Neben der Sprache ist es wichtig, dass die zukünftigen Gründer die Gesetze und Regeln in Deutschland kennenlernen. Denn diese sind teilweise völlig anders als in den jeweiligen Heimatländern. Avesta Isso, einer Teilnehmerin aus Syrien, hat der bisherige Unterricht nach ihren Worten bereits viel gebracht. „Was ich vorher nicht wusste, ist zum Beispiel, dass ich meinen Namen schützen lassen kann“, sagt die 27-Jährige. Für sie ist der Namensschutz ein wichtiges Thema: Denn sie will eine eigene Modemarke gründen, die ihren Namen tragen soll.

„Ich habe Designer verschiedener Nationalitäten“, erläutert die junge Frau, die Englische Literatur studiert und danach für Unternehmen in mehreren Ländern gearbeitet hat. Mit der Kombination von Mode aus dem Nahen Osten und aus Europa will sie verschiedene Geschmäcker erreichen. Die Produktion soll in China, in der Türkei und – wenn möglich – im syrischen Latakia aufgebaut werden. Der Verkauf soll über das Internet erfolgen. Auch ein Geschäft in Saarbrücken kann sie sich vorstellen. Für die Bewerbung ihrer Mode will sie ihre Kontakte, zum Beispiel zu einer Sängerin in Dubai, genauso nutzen wie die sozialen Medien.

Doch was ihr derzeit neben Kenntnissen fehlt, ist Geld.

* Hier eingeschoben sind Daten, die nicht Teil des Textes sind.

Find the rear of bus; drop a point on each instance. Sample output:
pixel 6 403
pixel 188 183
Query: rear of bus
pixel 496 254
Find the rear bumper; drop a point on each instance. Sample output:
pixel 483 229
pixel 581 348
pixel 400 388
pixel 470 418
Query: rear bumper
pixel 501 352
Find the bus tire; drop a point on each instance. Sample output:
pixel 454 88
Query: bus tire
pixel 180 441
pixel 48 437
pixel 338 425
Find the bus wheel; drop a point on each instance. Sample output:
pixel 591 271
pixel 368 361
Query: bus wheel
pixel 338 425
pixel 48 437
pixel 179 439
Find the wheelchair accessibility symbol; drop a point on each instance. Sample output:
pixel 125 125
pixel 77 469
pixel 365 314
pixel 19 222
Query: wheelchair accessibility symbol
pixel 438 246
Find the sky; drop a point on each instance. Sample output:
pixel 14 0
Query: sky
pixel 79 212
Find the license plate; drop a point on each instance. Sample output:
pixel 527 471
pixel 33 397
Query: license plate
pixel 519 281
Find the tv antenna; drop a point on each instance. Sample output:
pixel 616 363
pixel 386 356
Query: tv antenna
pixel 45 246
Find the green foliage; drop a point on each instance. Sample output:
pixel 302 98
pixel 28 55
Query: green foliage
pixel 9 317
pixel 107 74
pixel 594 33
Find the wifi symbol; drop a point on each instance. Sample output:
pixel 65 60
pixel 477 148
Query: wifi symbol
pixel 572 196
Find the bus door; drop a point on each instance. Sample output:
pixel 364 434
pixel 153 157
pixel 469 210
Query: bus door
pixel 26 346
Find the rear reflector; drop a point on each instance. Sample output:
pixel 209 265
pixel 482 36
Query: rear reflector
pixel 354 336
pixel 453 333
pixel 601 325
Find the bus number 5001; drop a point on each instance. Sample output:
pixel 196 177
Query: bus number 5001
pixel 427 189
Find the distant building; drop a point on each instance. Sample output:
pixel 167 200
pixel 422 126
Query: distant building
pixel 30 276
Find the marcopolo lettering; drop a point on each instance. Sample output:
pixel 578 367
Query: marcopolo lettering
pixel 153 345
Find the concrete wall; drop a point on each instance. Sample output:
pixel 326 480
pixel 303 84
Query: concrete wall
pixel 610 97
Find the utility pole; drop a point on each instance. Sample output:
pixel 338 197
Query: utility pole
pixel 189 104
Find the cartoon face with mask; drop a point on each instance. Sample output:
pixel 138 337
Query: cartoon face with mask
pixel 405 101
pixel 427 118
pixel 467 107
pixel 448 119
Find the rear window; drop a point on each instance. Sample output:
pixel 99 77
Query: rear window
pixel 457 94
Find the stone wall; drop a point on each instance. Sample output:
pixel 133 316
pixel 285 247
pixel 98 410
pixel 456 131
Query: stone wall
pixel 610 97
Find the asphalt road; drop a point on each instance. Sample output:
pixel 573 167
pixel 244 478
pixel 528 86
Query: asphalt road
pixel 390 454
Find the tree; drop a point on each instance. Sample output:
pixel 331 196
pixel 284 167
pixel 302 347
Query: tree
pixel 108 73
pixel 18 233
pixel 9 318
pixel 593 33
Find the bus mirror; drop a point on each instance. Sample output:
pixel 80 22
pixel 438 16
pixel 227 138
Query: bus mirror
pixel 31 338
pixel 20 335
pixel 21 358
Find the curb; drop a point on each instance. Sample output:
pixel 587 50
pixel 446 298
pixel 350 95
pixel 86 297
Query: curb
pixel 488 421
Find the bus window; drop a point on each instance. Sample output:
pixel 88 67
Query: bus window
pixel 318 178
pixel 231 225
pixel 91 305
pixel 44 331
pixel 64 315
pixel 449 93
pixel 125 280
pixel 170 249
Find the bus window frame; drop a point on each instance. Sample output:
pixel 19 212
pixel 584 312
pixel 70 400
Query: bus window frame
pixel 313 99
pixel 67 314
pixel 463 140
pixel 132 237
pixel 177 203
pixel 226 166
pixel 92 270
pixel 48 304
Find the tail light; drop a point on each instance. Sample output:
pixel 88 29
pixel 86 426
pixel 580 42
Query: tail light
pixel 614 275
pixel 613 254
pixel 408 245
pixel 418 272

Für den Start benötigt sie nach ihrer Schätzung etwa 40 000 Euro. Da die Projekt-Teilnehmer meist nur einen befristeten Aufenthaltsstatus haben, sei es schwierig, Kredite über Banken zu bekommen, erläutert Valcic-Manstein. Eine Möglichkeit hierfür sei es, einen Mitgründer mit Niederlassungserlaubnis zu finden – oder Investoren, beispielsweise über Crowdfunding, also eine Finanzierung über das Internet durch eine große Gruppe von Menschen.

Auch Al-Ezzi sucht Investoren und Kooperationspartner. Um sein Unternehmen zu starten, benötigt er etwa 60 000 Euro. Er ist optimistisch: „Wenn man nur einen Kunden hat, wird sich diese Investition lohnen.“

Optimistisch ist auch Valcic-Manstein: „Manche werden während des Projekts gründen, andere werden so weit kommen, dass sie wissen, was die nächsten Schritte sind.“ Es sei jedoch nicht das Ziel, alle „auf Biegen und Brechen“ in die Selbstständigkeit zu bringen. Wenn es Alternativen gebe, zum Beispiel eine Festanstellung, würden diese besprochen. „Es wird nicht jeder eine erfolgreiche Selbstständigkeit hinbekommen“, räumt sie ein, „aber bei einigen bin ich jetzt schon überzeugt“.